The Ipswich Street Prostitution Strategy was launched in March last year in response to the murders of Tania Nicol, 19, Gemma Adams, 25, Anneli Alderton, 24, Paula Clennell, 24, and Annette Nicholls, 29.

The bodies of the women were all found around Ipswich in December 2006.

Forklift truck driver Steve Wright, 50, of London Road, Ipswich was jailed for the rest of his life in February after being convicted of all five murders.

The strategy aims to effectively eradicate the sex trade from the streets of Ipswich over a five-year period by providing increased support to sex workers and drug addicts to prevent them from working and prosecuting anyone caught kerb-crawling.

Police said a total of 137 kerb-crawlers have been arrested to date - but none since March 28.

“We've not had any arrests for some weeks despite intensive policing activity. The message is beginning to get out there to the men who come to Ipswich and kerb crawl,” said Supt Caton.

“The multi agency team is working really hard to provide support to the women who are the most vulnerable to help them develop a route out of street prostitution.

“There's a lot of work going on with partner agencies around prevention, including looking at the school curriculum and trying to get the message out within schools.

“It's about trying to identify individuals who are particularly at risk of entering into a life of prostitution.

“The local council has worked incredibly hard in improving the environment where this sort of activity went on.”

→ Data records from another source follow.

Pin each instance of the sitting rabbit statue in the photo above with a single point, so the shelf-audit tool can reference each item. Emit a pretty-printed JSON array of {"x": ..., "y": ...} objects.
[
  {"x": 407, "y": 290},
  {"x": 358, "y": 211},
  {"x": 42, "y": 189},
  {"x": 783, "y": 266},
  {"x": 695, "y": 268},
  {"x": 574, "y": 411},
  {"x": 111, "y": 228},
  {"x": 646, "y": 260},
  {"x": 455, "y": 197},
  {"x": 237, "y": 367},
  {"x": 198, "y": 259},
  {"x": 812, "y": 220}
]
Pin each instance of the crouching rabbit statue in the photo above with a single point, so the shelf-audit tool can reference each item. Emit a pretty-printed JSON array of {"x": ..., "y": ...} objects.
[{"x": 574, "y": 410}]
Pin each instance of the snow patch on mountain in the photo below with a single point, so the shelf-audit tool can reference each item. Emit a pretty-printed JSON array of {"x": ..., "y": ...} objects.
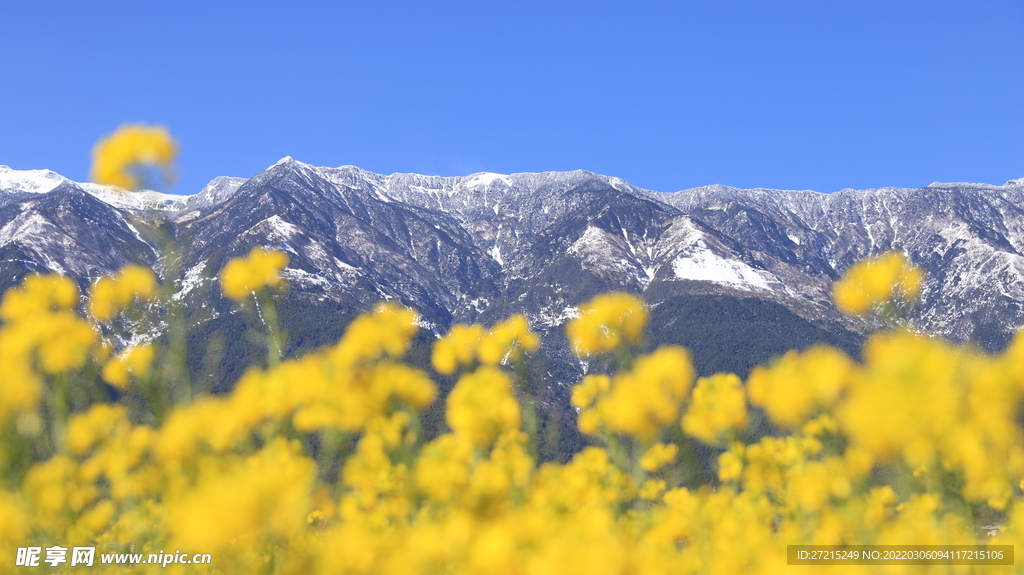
[
  {"x": 705, "y": 265},
  {"x": 31, "y": 181},
  {"x": 483, "y": 179}
]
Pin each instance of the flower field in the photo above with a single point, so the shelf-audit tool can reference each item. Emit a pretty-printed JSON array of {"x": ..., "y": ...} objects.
[{"x": 318, "y": 463}]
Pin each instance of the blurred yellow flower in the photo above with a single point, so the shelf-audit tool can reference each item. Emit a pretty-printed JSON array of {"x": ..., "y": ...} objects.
[
  {"x": 718, "y": 405},
  {"x": 872, "y": 281},
  {"x": 658, "y": 455},
  {"x": 126, "y": 158}
]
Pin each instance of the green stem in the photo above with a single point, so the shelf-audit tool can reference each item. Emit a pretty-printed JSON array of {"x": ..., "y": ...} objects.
[
  {"x": 58, "y": 417},
  {"x": 267, "y": 310}
]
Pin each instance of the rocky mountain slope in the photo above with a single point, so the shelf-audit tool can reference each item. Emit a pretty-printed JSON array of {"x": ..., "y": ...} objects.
[{"x": 482, "y": 247}]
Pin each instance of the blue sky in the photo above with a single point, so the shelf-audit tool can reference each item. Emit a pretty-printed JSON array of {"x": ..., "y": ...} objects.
[{"x": 666, "y": 95}]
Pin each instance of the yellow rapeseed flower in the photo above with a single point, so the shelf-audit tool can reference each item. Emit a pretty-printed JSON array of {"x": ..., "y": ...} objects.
[
  {"x": 658, "y": 455},
  {"x": 126, "y": 158},
  {"x": 872, "y": 281},
  {"x": 718, "y": 404}
]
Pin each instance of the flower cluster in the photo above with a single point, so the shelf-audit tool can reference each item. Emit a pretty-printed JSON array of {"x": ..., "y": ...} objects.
[
  {"x": 126, "y": 158},
  {"x": 878, "y": 280}
]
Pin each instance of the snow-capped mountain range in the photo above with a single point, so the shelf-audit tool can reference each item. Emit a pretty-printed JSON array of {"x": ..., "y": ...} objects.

Supt Caton added: “There may well be issues around displacement and we acknowledged that as a risk in our strategy. However our evidence is that these women are not engaging in other towns. Our evidence is that these women are not moving to off street premises to engage in street prostitution.

“While I'm incredibly pleased with the success I'm not complacent. I'm certainly not saying we have eradicated street prostitution yet.”